Association tests can be conducted for contingency tables in cases a) where both variables are ordinal and b) where one variable is ordinal and one variable is nominal.
Ordinal × ordinal tables
The linear-by-linear test can be used to test the association among variables in a contingency table with ordered categories (Agresti, 2007). This test or a test with a similar function is sometimes called “ordinal chi-square” test. In Agresti, the method used is called the linear-by-linear association model.
In R, the test can be performed by permutation test with the coin package.
Association in ordinal tables can also be tested with
Kendall’s tau correlation. tau-b can be used for square tables
(with the same number of rows and columns). And tau-c can be used for
non-square tables.
Nominal × ordinal tables
An association test can also be performed on a contingency table with one ordered categorical variable and one non-ordered categorical variable.

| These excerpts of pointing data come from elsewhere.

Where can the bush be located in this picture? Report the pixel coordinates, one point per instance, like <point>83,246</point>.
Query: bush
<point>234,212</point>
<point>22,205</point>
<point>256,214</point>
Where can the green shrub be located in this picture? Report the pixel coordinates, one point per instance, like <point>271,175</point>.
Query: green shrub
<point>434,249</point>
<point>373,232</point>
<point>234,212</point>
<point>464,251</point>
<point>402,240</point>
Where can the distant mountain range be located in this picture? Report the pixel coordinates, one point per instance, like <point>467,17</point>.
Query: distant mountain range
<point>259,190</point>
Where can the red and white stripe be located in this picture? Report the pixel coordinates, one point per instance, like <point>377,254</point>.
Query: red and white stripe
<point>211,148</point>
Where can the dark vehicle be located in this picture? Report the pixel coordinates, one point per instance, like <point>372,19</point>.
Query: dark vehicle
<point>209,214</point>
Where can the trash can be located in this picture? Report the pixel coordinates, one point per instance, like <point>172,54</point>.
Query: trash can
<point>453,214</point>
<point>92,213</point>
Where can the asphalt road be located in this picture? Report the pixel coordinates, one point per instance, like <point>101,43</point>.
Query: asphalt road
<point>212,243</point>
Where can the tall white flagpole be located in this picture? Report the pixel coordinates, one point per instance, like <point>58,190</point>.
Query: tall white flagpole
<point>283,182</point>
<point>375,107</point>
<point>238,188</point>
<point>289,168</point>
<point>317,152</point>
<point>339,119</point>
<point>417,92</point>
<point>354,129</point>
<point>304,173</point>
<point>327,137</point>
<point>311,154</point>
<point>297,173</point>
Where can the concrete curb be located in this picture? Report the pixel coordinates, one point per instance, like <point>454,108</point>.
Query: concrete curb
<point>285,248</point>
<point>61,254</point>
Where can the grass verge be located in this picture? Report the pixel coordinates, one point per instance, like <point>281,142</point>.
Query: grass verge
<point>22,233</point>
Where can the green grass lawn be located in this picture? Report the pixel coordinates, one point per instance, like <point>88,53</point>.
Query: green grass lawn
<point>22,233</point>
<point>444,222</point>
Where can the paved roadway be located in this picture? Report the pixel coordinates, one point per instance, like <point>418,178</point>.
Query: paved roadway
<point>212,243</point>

The Cochran–Armitage test is a special case of this when the nominal variable has only two categories. The Cochran–Armitage test, however, can be “extended” in some software implementations to cases where the nominal variable has more than two categories.
Higher-dimensional tables
Most of the examples in this chapter use two-dimensional tables, although the coin package can handle three-dimensional tables. For three-dimensional analyses, it may be easier to use data in the long format, as is shown in the final example in this chapter.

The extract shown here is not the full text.